Left y-axis: Global demand growth minus supply growth (%) YoY (12-month average); right y-axis: Brent crude price (U.S. dollars per barrel); x-axis: 2002 – 2022.
Brent crude rises from about $19 per barrel in 2002 to a peak of roughly $140 per barrel in 2008. Since then the price has fluctuated considerably, ending at about $66 per barrel by year-end 2019. From there it fell sharply to less than $23 by March 2020, eventually recovering somewhat to nearly $52 by year-end 2020. As of September 2022, it stood at about $88. Global demand growth minus supply growth also fluctuated, beginning at about 1.00% in 2002 and ending just under 0.99% at the end of November 2020. As of the end of August 2022, it stood at about a negative 1%.

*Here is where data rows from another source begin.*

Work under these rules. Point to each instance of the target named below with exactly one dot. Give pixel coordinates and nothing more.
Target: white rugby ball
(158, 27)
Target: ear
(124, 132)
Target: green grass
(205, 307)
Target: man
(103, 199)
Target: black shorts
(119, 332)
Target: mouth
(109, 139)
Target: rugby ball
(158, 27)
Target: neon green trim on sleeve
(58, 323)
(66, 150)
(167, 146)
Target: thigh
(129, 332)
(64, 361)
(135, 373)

Historically, global demand growth minus supply growth rose to several peaks during this time period, in 2002 (over 2.2%) 2007 (over 1.9%), 2013 (over 1.7%), 2017 (over 2.1%), and 2021 (near 4.3%). These peaks were followed by steep declines, to about -2% (2004), near -2.3% (2009), -1.4% (2015), about -1.8% (2019), -2.6% (2020) and -1% (July 2022).

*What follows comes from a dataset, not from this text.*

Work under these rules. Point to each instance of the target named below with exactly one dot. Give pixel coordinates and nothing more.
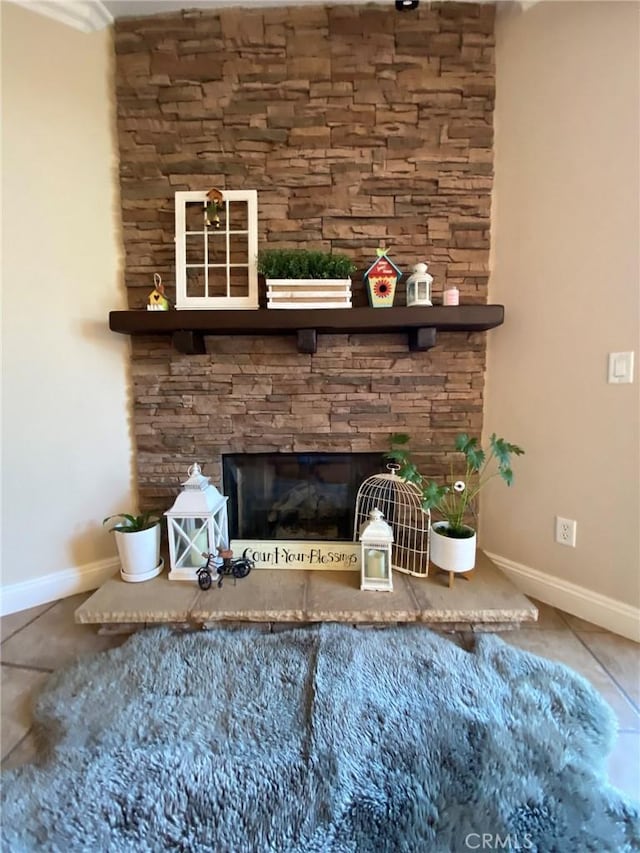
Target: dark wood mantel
(188, 328)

Sources: Bloomberg, Energy Information Administration, and Wells Fargo Investment Institute. Monthly data from January 1, 2002 to September 30, 2022. YOY = year-over-year.
- The rate of change of demand growth versus supply growth has had a strong influence on oil prices.
- Global oil producers were hesitant to bring extra production back in 2021. We expect demand growth to slow as economic growth slows, which could lead to some near-term consolidation in oil prices.
- Tight supply should remain a concern over the next two years, and we suspect oil prices could spend much of that time above $90 per barrel.